C’est l’une des raisons pour lesquelles la direction de Renault a annoncé son désir de négocier un accord de maintien et de non-licenciement. En contrepartie de l’absence de fermeture de sites et de l’absence de licenciements, la question était de savoir si un certain nombre d’efforts pouvaient être faits par les salariés.
La direction de Renault a proposé un gel des salaires pour la seule année de 2013 et pas une baisse des salaires ainsi que vous l’avez dit, monsieur le député. En 2014, 2015 et 2016, les hausses pourront être négociées jusqu’à l’inflation et assorties d’une prime d’intéressement allant, si l’entreprise retrouve des résultats opérationnels supérieurs à 3 %, jusqu’à 250 à 300 euros par salarié. Voilà la proposition de Renault.
Deuxièmement, sur le temps de travail, la proposition de M. Ghosn et du directoire de Renault est d’amener tous les salariés, en moyenne, à trente-cinq heures. Un certain nombre de sites industriels de Renault sont en dessous de trente-cinq heures, et sont à trente-deux, parfois trente-trois heures. Il s’agit d’une demande de mise à niveau à trente-cinq heures.
Y a-t-il d’autres demandes de la direction de Renault ? Oui, lorsqu’il y a des problèmes de site, il est préconisé d’assurer une mobilité entre plusieurs usines séparées par quelques dizaines ou centaines de kilomètres, avec des indemnisations à la clé.

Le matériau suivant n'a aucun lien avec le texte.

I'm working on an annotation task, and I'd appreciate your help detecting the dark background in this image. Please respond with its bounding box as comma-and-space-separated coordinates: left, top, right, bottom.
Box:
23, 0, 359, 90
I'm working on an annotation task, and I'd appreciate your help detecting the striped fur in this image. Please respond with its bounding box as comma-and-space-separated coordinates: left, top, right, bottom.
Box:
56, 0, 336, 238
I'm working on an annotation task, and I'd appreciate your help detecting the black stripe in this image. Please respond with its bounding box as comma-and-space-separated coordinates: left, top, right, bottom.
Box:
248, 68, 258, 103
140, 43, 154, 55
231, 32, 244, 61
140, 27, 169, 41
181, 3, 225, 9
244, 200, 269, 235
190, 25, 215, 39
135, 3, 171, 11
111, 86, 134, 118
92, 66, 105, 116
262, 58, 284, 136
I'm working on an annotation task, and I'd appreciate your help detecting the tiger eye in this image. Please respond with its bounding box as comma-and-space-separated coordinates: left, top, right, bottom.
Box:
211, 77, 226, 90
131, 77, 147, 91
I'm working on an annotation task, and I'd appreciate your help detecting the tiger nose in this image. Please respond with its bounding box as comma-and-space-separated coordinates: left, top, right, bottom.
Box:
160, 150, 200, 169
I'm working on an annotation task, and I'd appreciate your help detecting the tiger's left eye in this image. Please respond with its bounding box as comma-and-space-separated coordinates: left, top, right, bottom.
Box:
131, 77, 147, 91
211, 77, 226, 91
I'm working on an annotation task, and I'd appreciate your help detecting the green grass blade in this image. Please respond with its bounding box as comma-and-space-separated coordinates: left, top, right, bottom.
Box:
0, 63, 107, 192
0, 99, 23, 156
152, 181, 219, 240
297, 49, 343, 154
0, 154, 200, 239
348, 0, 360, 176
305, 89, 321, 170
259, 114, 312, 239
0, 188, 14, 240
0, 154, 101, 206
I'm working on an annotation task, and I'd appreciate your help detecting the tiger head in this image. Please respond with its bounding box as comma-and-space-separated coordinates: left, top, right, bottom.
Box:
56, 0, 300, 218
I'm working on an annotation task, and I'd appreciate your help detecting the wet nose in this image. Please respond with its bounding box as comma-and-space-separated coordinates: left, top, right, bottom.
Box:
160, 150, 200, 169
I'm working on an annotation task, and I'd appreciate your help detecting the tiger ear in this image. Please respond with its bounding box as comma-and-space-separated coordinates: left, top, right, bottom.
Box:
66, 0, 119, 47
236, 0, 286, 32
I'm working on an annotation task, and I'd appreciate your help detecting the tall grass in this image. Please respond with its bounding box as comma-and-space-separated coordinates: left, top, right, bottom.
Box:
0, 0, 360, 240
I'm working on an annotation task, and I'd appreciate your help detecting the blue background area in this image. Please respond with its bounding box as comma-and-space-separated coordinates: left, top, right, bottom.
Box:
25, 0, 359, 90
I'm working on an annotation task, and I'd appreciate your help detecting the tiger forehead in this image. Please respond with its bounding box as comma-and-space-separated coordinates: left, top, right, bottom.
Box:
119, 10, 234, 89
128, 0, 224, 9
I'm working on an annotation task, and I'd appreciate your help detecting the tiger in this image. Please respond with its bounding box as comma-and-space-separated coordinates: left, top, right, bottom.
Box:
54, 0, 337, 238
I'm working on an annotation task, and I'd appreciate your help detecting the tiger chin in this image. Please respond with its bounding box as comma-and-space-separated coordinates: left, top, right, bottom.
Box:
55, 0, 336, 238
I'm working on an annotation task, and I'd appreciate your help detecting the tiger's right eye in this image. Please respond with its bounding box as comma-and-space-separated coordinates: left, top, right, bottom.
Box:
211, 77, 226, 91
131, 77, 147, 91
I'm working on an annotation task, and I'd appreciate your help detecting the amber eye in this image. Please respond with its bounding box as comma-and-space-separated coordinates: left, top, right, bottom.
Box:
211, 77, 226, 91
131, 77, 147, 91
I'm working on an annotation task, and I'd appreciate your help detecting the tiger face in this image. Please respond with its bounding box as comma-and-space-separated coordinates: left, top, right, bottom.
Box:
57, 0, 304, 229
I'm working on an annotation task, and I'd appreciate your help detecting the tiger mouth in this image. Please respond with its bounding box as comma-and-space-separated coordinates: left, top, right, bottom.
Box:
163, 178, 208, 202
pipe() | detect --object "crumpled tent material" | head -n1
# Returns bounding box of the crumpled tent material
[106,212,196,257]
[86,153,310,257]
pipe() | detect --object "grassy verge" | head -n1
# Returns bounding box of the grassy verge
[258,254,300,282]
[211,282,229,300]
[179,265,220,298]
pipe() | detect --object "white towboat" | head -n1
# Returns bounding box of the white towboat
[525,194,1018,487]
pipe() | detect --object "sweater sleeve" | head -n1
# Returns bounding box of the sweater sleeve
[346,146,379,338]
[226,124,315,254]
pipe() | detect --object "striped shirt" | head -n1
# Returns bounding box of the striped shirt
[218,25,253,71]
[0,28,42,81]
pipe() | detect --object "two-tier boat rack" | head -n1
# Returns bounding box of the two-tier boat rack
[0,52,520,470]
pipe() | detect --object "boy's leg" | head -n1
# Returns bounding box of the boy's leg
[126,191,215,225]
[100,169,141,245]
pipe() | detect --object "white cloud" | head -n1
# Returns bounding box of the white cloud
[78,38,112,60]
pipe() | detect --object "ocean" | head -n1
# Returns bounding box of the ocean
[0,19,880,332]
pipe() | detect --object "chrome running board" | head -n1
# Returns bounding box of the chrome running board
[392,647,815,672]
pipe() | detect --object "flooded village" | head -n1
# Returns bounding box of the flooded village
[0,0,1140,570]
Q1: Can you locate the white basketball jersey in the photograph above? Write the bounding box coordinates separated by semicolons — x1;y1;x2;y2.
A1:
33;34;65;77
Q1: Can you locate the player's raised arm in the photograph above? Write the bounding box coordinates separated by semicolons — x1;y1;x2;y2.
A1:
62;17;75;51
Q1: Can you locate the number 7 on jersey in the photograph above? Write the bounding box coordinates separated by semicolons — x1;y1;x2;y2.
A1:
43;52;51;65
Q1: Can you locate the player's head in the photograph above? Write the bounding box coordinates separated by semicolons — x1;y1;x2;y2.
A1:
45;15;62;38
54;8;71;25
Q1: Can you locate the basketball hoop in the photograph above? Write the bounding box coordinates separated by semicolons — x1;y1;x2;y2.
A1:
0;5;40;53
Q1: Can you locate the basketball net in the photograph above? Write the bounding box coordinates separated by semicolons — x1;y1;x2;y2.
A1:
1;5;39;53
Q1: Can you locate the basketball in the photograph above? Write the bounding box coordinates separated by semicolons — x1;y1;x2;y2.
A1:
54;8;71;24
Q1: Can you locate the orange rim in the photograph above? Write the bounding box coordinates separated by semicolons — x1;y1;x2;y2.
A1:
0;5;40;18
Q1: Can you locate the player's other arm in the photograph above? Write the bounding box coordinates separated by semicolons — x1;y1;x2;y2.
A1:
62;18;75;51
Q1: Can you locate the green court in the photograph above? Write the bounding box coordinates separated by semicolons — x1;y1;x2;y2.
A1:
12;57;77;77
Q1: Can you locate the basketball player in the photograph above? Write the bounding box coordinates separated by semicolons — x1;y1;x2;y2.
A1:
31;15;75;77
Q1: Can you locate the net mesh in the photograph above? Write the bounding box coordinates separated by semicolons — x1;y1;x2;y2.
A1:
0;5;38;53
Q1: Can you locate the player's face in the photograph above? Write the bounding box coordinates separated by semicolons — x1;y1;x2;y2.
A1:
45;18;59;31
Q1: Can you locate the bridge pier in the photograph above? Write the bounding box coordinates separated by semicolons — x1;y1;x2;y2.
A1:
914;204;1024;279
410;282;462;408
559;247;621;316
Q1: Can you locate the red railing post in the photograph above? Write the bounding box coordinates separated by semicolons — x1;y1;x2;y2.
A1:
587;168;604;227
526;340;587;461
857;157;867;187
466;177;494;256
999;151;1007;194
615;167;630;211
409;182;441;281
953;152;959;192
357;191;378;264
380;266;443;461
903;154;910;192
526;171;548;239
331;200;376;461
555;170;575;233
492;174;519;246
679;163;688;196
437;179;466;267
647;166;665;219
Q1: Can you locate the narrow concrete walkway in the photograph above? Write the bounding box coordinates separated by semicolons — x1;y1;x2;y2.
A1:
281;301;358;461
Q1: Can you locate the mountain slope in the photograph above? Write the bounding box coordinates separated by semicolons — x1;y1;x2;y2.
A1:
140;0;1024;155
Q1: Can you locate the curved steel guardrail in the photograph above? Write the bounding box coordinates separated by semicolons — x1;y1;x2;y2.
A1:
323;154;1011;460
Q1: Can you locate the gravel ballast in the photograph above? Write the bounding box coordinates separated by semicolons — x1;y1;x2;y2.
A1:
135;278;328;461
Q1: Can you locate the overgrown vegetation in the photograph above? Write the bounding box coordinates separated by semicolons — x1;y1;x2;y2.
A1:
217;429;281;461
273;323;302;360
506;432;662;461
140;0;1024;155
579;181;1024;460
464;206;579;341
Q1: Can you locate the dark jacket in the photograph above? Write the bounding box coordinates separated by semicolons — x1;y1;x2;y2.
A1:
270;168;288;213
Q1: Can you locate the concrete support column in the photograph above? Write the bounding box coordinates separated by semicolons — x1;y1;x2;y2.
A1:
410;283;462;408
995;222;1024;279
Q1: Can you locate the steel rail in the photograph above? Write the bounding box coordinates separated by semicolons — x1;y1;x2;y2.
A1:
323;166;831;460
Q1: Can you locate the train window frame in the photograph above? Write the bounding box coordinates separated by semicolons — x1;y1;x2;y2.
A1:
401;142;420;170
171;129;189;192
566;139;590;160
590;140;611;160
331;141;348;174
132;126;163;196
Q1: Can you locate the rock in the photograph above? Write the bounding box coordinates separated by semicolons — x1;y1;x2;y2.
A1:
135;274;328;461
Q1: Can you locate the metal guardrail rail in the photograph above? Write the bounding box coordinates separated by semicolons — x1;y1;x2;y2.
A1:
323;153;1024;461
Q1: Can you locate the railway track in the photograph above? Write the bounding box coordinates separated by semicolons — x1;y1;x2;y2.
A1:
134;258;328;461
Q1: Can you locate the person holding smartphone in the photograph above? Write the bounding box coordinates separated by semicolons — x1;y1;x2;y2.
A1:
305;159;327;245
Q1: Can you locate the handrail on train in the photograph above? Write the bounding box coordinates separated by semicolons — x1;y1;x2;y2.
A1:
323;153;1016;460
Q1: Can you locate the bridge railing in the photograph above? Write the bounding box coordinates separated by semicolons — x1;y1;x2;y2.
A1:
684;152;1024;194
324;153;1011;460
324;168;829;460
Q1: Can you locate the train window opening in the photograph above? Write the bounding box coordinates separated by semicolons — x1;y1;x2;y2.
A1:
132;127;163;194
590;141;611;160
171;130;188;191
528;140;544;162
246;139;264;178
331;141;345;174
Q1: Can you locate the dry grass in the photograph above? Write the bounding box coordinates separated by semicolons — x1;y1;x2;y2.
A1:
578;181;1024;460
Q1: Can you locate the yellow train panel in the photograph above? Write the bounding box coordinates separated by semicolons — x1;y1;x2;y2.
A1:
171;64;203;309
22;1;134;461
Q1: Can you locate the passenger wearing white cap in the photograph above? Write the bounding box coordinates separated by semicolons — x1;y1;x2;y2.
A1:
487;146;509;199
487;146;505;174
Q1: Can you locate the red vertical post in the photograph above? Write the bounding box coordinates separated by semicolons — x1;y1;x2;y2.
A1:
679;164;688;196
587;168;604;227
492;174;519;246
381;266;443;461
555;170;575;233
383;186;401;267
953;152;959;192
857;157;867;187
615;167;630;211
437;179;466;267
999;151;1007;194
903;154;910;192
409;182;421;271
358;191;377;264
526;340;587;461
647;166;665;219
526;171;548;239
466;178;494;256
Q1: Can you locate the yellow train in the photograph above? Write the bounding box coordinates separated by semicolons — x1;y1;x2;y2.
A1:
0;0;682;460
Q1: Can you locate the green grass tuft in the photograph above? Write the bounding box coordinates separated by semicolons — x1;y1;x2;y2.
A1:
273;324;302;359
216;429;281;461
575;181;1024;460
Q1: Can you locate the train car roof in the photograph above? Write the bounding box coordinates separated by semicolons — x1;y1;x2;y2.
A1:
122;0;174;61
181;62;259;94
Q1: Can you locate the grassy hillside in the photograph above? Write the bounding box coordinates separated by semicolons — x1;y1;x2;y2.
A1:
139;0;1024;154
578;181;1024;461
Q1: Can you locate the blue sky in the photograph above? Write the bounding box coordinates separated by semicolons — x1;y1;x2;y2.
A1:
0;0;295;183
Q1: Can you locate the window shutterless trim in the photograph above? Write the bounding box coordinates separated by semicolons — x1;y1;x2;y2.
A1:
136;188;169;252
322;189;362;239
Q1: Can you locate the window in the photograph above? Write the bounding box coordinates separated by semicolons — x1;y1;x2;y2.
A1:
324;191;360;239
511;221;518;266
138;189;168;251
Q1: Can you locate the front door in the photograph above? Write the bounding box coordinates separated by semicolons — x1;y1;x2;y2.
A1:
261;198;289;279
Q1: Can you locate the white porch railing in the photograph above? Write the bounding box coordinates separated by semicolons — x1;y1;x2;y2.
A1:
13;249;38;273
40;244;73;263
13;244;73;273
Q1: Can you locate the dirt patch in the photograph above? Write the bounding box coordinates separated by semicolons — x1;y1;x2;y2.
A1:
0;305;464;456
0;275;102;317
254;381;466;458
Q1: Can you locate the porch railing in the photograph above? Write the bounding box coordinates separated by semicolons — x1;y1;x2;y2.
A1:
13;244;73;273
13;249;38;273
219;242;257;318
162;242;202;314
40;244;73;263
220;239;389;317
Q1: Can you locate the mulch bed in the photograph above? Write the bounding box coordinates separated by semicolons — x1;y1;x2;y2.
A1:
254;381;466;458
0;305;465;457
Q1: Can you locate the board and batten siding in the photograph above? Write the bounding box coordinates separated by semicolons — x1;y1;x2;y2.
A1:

Enfin, dernier point, il y a l’engagement qu’en contrepartie, il n’y aura pas de licenciement à Renault, alors que le marché baisse de 20 %. Lorsque votre production baisse de 20 %, il faut s’adapter, sinon l’entreprise va commencer à perdre des moyens et de l’argent. Je préfère que l’on trouve des solutions, même temporaires, sur deux, trois ou quatre années, plutôt que des solutions consistant à fermer des sites et à licencier les gens, après quoi l’on risque fort de ne pas retrouver les outils industriels qu’on aura perdus.
Cette stratégie me paraît plus raisonnable. Est-ce que cette négociation est loyale ? Le Gouvernement n’accepte pas le moindre chantage.
M. François de Rugy. Très bien.
M. Arnaud Montebourg, ministre. C’est un compromis. La négociation doit avoir lieu dans la confiance et la loyauté.
Nous souhaitons, et je le dis en dépassant mon temps de parole, ce dont je vous prie de m’excuser, monsieur le président, – Michel Sapin, Pierre Moscovici et moi-même souhaitons que cette négociation ne soit pas un chantage, mais un échange de concessions réciproques loyales. (Applaudissements sur les bancs du groupe SRC.)
M. André Chassaigne. Je demande la parole pour un rappel au règlement.
M. le président. Non, monsieur le député, on ne reprend pas la parole après le ministre.